As Virus Spreads, Some Return to Church With Unclean Hands

EAST BOSTON, Mass.  It is 6:15 on a Sunday morning in this ethnic neighborhood of Boston, and an early riser will see an unlikely sight on the steps leading up to Our Lady of Perpetual Airplane Noise, a quaint brick Catholic house of worship here: men, who would normally be sleeping off a Saturday night of drinking and perhaps love-making, walking into church early for the first service of the day.

“It is unusual, but it is happening more these days,” says Father Alberto Guarino, who has been pastor here for the past four years.  “If you have read Nostromo by Joseph Conrad, you may remember the words spoken by one of his characters: ‘Religion is for women, god is for men.’  That is how they think,” he says before stepping inside to celebrate Mass.

And indeed the faithful assembled inside defy the customary demographic distribution of Sunday church-goers as adult males outnumber females by approximately a four-to-three ratio.  Down by the votive candle rack several men kneel in prayer, cross themselves, then stand and head towards their chosen pews, but this reporter button-holes Giuseppe Narmondi and asks him what he has been praying for.

“I beseech God to bring an end to this cursed coronavirus that is afflicting our nation,” he replies in a voice that betrays his distraught state.  “I want things to be as they were before.”

In what way, he is asked.

“Before–I never wash my hands.  Now, all the time I have to soap and scrub and rinse and dry–it’s driving me crazy!”

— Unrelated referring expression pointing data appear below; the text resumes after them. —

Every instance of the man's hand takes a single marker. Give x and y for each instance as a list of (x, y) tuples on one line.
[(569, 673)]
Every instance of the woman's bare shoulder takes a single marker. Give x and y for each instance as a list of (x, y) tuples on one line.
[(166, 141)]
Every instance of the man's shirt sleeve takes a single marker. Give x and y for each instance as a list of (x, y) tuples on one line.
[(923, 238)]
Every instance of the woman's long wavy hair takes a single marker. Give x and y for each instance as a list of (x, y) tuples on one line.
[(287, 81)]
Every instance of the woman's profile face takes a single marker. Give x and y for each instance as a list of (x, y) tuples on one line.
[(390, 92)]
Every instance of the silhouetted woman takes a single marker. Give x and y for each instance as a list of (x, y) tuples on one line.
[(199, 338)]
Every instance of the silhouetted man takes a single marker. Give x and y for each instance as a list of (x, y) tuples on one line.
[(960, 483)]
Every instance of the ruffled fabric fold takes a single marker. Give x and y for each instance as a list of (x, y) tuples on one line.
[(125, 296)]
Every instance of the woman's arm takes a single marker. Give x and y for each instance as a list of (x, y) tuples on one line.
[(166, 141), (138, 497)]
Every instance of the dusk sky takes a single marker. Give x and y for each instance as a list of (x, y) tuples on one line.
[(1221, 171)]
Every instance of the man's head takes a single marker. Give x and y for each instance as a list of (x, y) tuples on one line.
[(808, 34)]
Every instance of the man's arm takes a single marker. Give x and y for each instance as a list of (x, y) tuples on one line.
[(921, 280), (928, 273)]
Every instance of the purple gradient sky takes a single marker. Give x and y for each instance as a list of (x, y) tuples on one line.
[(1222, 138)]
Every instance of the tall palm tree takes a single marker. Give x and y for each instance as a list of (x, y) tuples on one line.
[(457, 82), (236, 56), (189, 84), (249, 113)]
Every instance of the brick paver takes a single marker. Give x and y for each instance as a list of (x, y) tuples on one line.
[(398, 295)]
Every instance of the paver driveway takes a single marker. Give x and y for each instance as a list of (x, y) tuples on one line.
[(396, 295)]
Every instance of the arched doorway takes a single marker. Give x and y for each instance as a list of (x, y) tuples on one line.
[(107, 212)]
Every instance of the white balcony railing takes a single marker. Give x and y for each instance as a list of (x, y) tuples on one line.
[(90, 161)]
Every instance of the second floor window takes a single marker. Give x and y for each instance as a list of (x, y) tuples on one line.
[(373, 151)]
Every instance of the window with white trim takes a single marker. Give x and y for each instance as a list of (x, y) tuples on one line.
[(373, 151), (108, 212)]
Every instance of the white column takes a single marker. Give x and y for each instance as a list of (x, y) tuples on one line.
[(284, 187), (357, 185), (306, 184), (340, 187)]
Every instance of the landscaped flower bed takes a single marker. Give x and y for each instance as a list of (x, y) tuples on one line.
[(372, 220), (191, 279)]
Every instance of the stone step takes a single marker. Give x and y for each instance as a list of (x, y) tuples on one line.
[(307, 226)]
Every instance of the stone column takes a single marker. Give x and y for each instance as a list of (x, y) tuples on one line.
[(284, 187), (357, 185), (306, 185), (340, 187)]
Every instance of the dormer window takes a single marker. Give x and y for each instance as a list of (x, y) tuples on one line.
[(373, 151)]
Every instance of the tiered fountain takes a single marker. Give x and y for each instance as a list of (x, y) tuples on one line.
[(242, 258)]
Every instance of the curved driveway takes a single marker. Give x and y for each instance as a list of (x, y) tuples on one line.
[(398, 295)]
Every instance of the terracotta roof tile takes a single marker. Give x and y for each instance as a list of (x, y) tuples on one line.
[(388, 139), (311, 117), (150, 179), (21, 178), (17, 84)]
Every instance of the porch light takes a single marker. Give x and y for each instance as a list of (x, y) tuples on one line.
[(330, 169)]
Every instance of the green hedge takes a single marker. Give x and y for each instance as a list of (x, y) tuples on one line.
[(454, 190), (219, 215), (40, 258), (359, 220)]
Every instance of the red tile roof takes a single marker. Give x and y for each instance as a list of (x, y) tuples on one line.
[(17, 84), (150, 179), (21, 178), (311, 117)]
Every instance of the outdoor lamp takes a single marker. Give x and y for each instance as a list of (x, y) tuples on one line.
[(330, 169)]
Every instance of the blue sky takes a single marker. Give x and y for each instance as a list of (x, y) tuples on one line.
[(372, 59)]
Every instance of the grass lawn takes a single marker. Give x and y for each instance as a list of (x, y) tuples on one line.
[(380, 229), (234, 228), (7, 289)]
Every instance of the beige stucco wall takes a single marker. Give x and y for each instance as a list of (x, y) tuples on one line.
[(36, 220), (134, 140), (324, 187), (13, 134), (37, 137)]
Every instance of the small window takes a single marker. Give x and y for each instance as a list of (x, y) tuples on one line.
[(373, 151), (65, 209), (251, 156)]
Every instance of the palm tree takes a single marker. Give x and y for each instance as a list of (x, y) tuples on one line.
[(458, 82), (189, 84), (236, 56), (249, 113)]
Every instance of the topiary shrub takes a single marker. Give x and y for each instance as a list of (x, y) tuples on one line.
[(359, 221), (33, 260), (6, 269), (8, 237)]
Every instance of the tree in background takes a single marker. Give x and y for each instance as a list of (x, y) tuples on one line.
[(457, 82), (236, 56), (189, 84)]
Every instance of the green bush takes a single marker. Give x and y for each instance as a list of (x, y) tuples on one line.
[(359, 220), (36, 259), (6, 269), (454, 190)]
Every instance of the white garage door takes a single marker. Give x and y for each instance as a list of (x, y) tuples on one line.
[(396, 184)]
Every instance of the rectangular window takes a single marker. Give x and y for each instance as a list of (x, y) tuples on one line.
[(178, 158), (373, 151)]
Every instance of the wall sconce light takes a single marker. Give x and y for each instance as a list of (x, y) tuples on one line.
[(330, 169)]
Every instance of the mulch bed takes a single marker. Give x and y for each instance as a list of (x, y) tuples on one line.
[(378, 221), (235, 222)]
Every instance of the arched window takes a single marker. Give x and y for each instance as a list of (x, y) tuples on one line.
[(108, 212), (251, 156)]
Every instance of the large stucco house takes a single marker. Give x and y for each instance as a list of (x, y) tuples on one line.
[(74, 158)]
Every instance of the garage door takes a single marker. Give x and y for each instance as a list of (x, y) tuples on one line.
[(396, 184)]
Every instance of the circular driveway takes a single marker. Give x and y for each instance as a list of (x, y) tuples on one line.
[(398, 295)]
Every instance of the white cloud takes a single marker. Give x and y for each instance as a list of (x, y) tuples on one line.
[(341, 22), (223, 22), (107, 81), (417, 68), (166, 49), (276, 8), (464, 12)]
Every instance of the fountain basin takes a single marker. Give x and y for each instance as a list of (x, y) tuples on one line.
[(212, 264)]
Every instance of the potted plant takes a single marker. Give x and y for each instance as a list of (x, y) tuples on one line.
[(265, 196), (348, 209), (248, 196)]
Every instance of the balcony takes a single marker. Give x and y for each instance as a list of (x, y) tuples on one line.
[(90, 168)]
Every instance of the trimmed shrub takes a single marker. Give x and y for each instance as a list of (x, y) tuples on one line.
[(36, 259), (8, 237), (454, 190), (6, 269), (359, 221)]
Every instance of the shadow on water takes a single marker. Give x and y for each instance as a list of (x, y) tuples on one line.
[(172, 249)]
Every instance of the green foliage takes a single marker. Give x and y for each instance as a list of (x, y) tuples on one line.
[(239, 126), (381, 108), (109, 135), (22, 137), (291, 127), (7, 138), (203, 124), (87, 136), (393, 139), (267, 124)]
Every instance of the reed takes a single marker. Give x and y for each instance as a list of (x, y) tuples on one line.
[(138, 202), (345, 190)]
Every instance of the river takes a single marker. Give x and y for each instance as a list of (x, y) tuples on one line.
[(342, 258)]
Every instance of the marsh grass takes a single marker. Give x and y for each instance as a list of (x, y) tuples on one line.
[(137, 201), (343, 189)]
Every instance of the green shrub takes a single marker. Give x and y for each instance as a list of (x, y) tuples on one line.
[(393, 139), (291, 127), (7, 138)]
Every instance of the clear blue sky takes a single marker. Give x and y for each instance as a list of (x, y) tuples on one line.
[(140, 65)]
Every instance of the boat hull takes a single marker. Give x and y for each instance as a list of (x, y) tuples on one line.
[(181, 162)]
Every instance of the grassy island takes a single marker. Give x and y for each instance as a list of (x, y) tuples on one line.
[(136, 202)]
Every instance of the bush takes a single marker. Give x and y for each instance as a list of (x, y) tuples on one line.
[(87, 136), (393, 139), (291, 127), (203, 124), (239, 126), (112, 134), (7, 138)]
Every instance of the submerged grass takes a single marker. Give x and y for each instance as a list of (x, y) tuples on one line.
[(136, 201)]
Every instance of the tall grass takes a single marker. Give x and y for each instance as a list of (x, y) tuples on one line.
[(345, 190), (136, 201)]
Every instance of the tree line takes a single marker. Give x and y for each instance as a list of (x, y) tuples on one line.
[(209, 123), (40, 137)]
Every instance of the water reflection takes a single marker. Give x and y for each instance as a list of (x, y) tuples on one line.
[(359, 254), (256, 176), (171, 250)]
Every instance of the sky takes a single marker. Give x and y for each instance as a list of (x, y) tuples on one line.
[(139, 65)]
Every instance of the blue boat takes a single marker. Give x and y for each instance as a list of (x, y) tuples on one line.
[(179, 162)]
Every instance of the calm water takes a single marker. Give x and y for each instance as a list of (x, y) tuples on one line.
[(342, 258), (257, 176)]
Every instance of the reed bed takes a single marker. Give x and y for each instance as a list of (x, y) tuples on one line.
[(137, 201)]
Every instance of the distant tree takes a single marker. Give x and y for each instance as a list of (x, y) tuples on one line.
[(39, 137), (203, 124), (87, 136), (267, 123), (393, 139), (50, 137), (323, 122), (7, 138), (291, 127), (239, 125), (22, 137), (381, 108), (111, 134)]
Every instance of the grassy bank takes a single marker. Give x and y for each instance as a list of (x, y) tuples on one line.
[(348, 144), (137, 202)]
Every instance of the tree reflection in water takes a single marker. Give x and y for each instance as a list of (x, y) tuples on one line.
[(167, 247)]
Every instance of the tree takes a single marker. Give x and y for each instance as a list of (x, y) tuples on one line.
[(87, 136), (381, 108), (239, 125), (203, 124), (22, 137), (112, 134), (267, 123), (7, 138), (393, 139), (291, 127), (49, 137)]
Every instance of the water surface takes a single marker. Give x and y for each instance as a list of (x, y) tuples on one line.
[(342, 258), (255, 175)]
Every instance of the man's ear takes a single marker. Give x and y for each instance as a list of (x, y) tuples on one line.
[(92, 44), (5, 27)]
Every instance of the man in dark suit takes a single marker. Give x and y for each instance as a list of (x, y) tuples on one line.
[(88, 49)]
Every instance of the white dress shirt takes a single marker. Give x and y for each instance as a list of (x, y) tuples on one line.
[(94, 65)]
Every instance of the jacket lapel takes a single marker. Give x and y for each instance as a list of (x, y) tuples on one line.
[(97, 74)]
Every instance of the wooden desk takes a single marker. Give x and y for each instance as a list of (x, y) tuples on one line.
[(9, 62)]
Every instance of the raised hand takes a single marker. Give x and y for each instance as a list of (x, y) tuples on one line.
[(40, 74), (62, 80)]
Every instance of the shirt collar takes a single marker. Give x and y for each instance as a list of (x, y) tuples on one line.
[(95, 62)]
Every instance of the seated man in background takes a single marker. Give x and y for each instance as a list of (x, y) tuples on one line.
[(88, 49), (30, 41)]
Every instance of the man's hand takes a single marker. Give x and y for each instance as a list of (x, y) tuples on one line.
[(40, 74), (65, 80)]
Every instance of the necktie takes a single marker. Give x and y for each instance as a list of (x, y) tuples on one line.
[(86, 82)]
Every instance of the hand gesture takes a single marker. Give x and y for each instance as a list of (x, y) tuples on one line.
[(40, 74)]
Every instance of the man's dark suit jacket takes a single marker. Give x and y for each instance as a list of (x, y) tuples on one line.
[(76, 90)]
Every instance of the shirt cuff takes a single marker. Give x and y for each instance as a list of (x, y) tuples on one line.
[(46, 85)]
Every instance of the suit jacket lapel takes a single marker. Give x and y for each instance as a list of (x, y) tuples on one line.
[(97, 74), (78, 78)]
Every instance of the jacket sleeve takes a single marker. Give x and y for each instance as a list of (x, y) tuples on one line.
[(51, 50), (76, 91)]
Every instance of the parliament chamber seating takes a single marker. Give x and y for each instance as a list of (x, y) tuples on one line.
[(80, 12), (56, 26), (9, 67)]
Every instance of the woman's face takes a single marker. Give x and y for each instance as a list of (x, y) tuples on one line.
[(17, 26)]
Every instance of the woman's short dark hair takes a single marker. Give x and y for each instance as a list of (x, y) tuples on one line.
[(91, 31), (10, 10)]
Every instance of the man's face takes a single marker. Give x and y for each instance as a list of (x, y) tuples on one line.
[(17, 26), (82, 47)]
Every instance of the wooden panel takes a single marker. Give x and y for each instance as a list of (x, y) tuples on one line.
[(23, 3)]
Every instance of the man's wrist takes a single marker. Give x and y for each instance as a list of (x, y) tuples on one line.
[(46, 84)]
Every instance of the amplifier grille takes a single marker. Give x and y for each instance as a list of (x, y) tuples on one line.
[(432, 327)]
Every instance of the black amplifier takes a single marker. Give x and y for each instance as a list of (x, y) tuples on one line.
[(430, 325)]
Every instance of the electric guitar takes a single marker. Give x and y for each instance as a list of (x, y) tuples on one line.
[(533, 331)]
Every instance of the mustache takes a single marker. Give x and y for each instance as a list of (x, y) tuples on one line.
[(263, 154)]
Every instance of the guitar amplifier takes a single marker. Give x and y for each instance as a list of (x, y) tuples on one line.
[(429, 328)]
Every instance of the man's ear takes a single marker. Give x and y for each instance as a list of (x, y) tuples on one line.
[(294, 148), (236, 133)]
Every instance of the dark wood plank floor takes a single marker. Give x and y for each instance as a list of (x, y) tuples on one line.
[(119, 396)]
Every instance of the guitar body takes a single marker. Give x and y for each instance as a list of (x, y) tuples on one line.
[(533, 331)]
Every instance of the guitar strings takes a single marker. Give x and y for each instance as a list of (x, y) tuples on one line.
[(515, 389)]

As Narmondi speaks, several men nod their heads in agreement.  “Before, only restaurant employees had to wash their hands, there was a sign there in the bathroom,” says his friend Dino Fabreezi.  “Now you must wash even if you are a dentist.”


“We’re not washing . . . we’re not washing!”

 

Washing one’s hands is viewed by public health professionals as the first line of defense in stopping the spread of the virus, which has led to social isolation, widespread panic in financial markets, and yellow waxy buildup on kitchen floors.  The practice has nonetheless met with resistance in the male portion of the population, to whom washing one’s hands is viewed as a form of childhood punishment to be endured only in order to be entitled to a meal.

“What does washing your hands have to do with food?” says Mel Fursten, an oil-and-lube job specialist encountered at a local diner.  “Maybe if you eat with your hands,” he says as he takes a bite of a submarine sandwich.  “But most people–maybe not me–use a knife, fork and spoon.”

Narmondi is a grease-trap cleaner, a profession whose membership is aging rapidly as young people seek out cleaner, more lucrative fields.  “I don’t know what it is with kids these days.  They could be like me, and never have to worry about washing their hands ’cause you never get ’em clean–but no.  They gotta go into dicey fields like bein’ a doctor or lawyer, or worse yet, writing some ‘software’ and making a million bucks,” he says, shaking his head in disbelief as he makes “air quotes” of skepticism with his fingers.  “That’s fine if you want to be mama’s boy, and smell like the perfume counter in a department store.  Me, I’d rather be a regular guy, and share my manliness with perfect strangers every time I shake hands with somebody.”


Semmelweiss:  “Did you wash your hands before you typed this post?”

 

Ignaz Semmelweiss, a 19th century physician, is considered the godfather of hand-washing for public health purposes, but his reforms met with resistance from overwhelmingly male physician colleagues, who killed off pregnant women at a rate three times as high as female midwives.  “This guy’s a pain in the neck,” wrote the head of surgery at Vienna’s General Hospital.  “Maybe if we lured him to an insane asylum and got him in a straitjacket that would solve the problem.”

Here in Boston, the anti-hand-washing crusade is making unlikely bedfellows of men who would otherwise maintain a policy of social distancing voluntarily, as with Lucien Truscott IV, a WASPy “yuppie” or young-urban professional of the sort that locals here normally disdain as they drive up rents.  “All are welcome,” says Tony Minoza, a lay deacon, as Truscott, visibly bristing at the outrage of compulsory hand-washing, shakes hands with him.

“I think it’s outrageous this is happening in America, you’d think we lived in a Commie dictatorship,” Truscott says.  “I’ll bet they don’t make you wash your hands in China.”